I redefine the weights applied to each category arbitrarily. This may be open to criticism, but it's a matter of
differentiating the importance of each of the metrics in relation to the others. In my opinion, it's important not to
 put them on an equal basis. The level are :

1. **Negligible**: no coefficient applied
2. **Low Importance**: weight multiplied by 2
3. **Average Importance**: weight multiplied by 3
4. **High Importance**: weight multiplied by 4

In [None]:
# Negligible
new_w_cha = w_cha
new_w_eng = w_eng

# Low
new_w_rea = w_rea * 2
new_w_sho = w_sho * 2

# Mid
new_w_pla = w_pla * 3
new_w_pro = w_pro * 3

# Important
new_w_pop = w_pop * 4
new_w_str = w_str * 4

# Store them as DF
new_weights_dict = {'pwr_cha': new_w_cha,
                    'pwr_eng': new_w_eng,
                    'pwr_pla': new_w_pla,
                    'pwr_pop': new_w_pop,
                    'pwr_pro': new_w_pro,
                    'pwr_rea': new_w_rea,
                    'pwr_sho': new_w_sho,
                    'pwr_str': new_w_str}

new_weights = pd.DataFrame.from_dict(new_weights_dict, orient='index')
new_weights

### Merging all data

In [None]:
pr_cha.rename({'PWR': 'pwr_cha'}, axis=1, inplace=True)
pr_eng.rename({'PWR': 'pwr_eng'}, axis=1, inplace=True)
pr_pla.rename({'PWR': 'pwr_pla'}, axis=1, inplace=True)
pr_pop.rename({'PWR': 'pwr_pop'}, axis=1, inplace=True)
pr_pro.rename({'PWR': 'pwr_pro'}, axis=1, inplace=True)
pr_rea.rename({'PWR': 'pwr_rea'}, axis=1, inplace=True)
pr_sho.rename({'PWR': 'pwr_sho'}, axis=1, inplace=True)
pr_str.rename({'PWR': 'pwr_str'}, axis=1, inplace=True)

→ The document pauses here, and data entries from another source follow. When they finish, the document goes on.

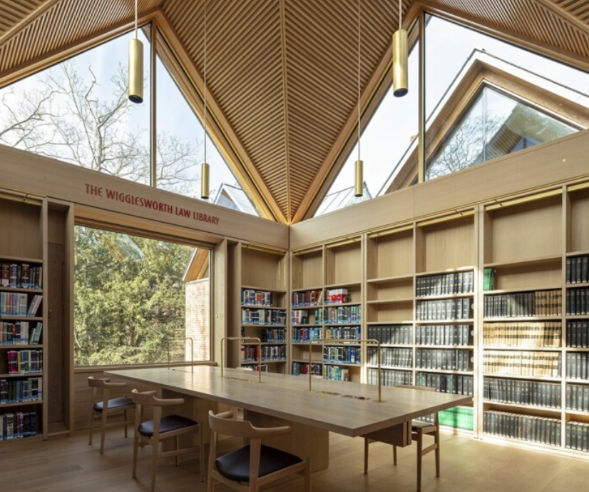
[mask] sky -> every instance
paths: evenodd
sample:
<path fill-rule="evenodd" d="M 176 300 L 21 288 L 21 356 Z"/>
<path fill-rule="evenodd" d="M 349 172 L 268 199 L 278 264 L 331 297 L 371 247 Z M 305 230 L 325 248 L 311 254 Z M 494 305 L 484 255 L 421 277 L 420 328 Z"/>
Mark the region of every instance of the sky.
<path fill-rule="evenodd" d="M 362 36 L 369 36 L 364 34 Z M 426 29 L 426 112 L 428 116 L 444 96 L 463 64 L 478 49 L 555 82 L 587 94 L 589 76 L 521 48 L 508 44 L 439 17 L 430 16 Z M 376 196 L 418 132 L 419 49 L 409 59 L 409 94 L 396 98 L 389 90 L 360 138 L 364 177 Z M 350 153 L 329 192 L 354 186 L 357 144 Z"/>
<path fill-rule="evenodd" d="M 144 45 L 144 70 L 149 67 L 149 41 L 138 31 Z M 363 33 L 363 38 L 370 35 Z M 104 81 L 112 76 L 113 67 L 121 64 L 126 66 L 128 45 L 133 33 L 124 34 L 106 44 L 89 50 L 75 57 L 81 74 L 84 67 L 91 66 L 98 79 L 103 81 L 103 96 L 108 97 L 108 84 Z M 585 94 L 589 86 L 588 74 L 526 50 L 510 45 L 465 27 L 454 24 L 436 16 L 429 16 L 426 30 L 426 111 L 430 115 L 452 84 L 463 64 L 473 49 L 484 50 L 510 64 L 523 67 L 546 77 L 549 80 L 568 86 Z M 352 149 L 339 176 L 330 189 L 330 192 L 349 188 L 354 185 L 354 161 L 359 158 L 364 161 L 364 176 L 369 192 L 376 196 L 396 169 L 409 144 L 418 133 L 418 78 L 419 49 L 414 46 L 409 59 L 409 94 L 396 98 L 390 89 L 377 109 L 371 121 L 362 129 L 361 154 L 357 144 Z M 194 114 L 172 77 L 158 59 L 157 126 L 158 133 L 165 131 L 180 139 L 194 143 L 198 146 L 195 164 L 191 174 L 200 173 L 204 159 L 202 144 L 204 131 L 200 121 Z M 18 82 L 30 90 L 34 90 L 36 76 Z M 130 128 L 143 130 L 147 138 L 150 121 L 148 80 L 145 80 L 144 102 L 134 105 L 133 116 L 128 121 Z M 1 91 L 0 91 L 1 94 Z M 161 101 L 165 101 L 161 104 Z M 585 101 L 583 101 L 585 104 Z M 1 115 L 0 115 L 0 118 Z M 215 145 L 208 139 L 207 161 L 210 166 L 210 189 L 217 189 L 222 183 L 237 184 L 228 166 Z M 200 197 L 200 186 L 192 195 Z M 211 198 L 214 194 L 211 194 Z"/>

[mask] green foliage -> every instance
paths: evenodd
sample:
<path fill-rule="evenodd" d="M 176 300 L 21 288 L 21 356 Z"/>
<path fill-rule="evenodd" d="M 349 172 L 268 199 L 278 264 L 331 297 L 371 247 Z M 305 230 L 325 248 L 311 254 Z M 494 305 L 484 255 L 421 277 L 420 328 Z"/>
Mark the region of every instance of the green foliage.
<path fill-rule="evenodd" d="M 163 362 L 183 336 L 183 276 L 193 248 L 76 228 L 75 363 Z"/>

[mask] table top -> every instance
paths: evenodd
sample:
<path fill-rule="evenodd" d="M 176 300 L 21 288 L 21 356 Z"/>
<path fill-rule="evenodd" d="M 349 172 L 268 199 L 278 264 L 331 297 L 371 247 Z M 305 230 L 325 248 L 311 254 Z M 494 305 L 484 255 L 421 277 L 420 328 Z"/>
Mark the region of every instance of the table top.
<path fill-rule="evenodd" d="M 472 397 L 212 366 L 109 371 L 106 376 L 355 437 L 472 402 Z"/>

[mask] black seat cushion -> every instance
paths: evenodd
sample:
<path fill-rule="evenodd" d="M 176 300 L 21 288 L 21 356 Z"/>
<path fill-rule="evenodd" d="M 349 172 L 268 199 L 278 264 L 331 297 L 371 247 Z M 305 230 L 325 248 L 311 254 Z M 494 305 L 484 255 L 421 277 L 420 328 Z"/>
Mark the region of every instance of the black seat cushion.
<path fill-rule="evenodd" d="M 133 400 L 130 398 L 121 396 L 121 398 L 113 398 L 108 400 L 108 408 L 109 410 L 114 410 L 115 408 L 118 408 L 122 406 L 128 406 L 129 405 L 133 406 Z M 98 401 L 94 403 L 94 410 L 97 412 L 101 412 L 103 408 L 103 405 L 102 401 Z"/>
<path fill-rule="evenodd" d="M 181 415 L 168 415 L 162 417 L 160 421 L 160 433 L 163 434 L 165 432 L 178 431 L 185 427 L 197 425 L 198 425 L 198 422 L 195 422 L 192 418 L 183 417 Z M 138 431 L 142 436 L 153 437 L 153 421 L 143 422 L 139 426 Z"/>
<path fill-rule="evenodd" d="M 302 460 L 294 454 L 262 444 L 258 477 L 273 473 L 301 461 Z M 219 473 L 226 478 L 237 482 L 249 482 L 250 446 L 244 446 L 217 458 L 215 464 Z"/>

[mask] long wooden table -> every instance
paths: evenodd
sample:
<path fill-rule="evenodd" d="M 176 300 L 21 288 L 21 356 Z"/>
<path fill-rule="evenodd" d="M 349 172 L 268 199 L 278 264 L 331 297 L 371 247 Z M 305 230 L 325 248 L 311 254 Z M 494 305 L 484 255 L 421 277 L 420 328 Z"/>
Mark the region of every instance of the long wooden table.
<path fill-rule="evenodd" d="M 329 466 L 329 433 L 363 436 L 389 444 L 411 444 L 411 421 L 472 401 L 472 397 L 410 388 L 376 386 L 300 376 L 211 366 L 193 368 L 110 371 L 106 376 L 161 388 L 163 397 L 185 397 L 183 413 L 205 424 L 218 403 L 243 408 L 260 426 L 290 425 L 287 441 L 267 443 L 299 456 L 309 456 L 314 471 Z M 186 398 L 189 397 L 189 398 Z"/>

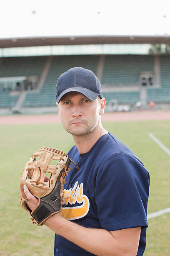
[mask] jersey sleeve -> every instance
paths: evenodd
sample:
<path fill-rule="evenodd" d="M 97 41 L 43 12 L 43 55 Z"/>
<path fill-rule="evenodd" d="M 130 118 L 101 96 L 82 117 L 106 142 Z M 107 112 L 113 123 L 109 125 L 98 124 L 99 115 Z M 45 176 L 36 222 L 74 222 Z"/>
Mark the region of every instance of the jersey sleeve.
<path fill-rule="evenodd" d="M 118 153 L 106 159 L 98 169 L 95 188 L 102 228 L 147 227 L 149 183 L 148 171 L 135 157 Z"/>

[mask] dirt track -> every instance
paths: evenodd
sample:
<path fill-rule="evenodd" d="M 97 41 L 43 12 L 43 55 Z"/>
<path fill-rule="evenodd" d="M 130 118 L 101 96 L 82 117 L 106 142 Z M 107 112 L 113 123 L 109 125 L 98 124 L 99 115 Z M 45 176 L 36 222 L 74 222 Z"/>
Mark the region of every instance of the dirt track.
<path fill-rule="evenodd" d="M 102 116 L 102 119 L 103 121 L 114 122 L 170 120 L 170 111 L 141 110 L 105 113 Z M 55 123 L 60 122 L 60 119 L 57 114 L 0 116 L 0 125 Z"/>

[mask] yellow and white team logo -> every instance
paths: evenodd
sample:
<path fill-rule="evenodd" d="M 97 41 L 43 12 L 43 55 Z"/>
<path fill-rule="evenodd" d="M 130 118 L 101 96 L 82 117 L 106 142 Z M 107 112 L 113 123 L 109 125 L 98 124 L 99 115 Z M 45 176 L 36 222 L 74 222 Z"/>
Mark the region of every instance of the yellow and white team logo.
<path fill-rule="evenodd" d="M 78 182 L 76 182 L 72 189 L 65 189 L 64 194 L 64 197 L 70 197 L 65 201 L 66 205 L 69 203 L 70 205 L 74 205 L 76 202 L 81 204 L 81 205 L 63 207 L 61 213 L 63 217 L 68 220 L 76 220 L 82 218 L 87 214 L 89 210 L 90 202 L 88 197 L 83 195 L 82 183 L 79 185 L 78 185 Z"/>

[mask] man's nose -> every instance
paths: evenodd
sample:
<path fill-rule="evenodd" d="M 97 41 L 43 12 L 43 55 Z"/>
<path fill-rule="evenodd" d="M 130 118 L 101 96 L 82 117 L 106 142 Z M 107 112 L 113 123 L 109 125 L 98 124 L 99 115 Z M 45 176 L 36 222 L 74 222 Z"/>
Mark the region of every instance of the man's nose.
<path fill-rule="evenodd" d="M 72 116 L 78 118 L 82 117 L 82 111 L 80 106 L 78 105 L 75 105 L 72 112 Z"/>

all_data = pd.concat([pr_cha[general_field + ['pwr_cha']],
                      pr_eng.iloc[:,-1:],
                      pr_pla.iloc[:,-1:],
                      pr_pop.iloc[:,-1:],
                      pr_pro.iloc[:,-1:],
                      pr_rea.iloc[:,-1:],
                      pr_sho.iloc[:,-1:],
                      pr_str.iloc[:,-1:]], axis=1)

all_data

In [None]:
global_pr = all_data[all_data.columns.difference(general_field)].dot(new_weights) / new_weights.sum()

power_ranking = (pd.concat((all_data, global_pr), axis=1)
                 .rename({0: 'PWR'}, axis=1)
                 .sort_values('PWR', ascending=False)
                 .reset_index(drop=True))

power_ranking.PWR = power_ranking.PWR.round(4)
power_ranking

In [None]:
bar_power_ranking = plot_bar(dataframe=power_ranking.head(20),
                      x='songstats_title',
                      y='PWR',
                      title='GLOBAL POWER RANKING 2024 (Top 20)',
                      x_label='Track',
                      y_label='Power',
                      col_range=(power_ranking.PWR.min(), power_ranking.PWR.max()))

bar_power_ranking.show()

In [None]:
power_ranking[['songstats_id', 'PWR', 'title']].to_csv('../data/power_ranking_2024.csv', index=False, encoding='utf-8')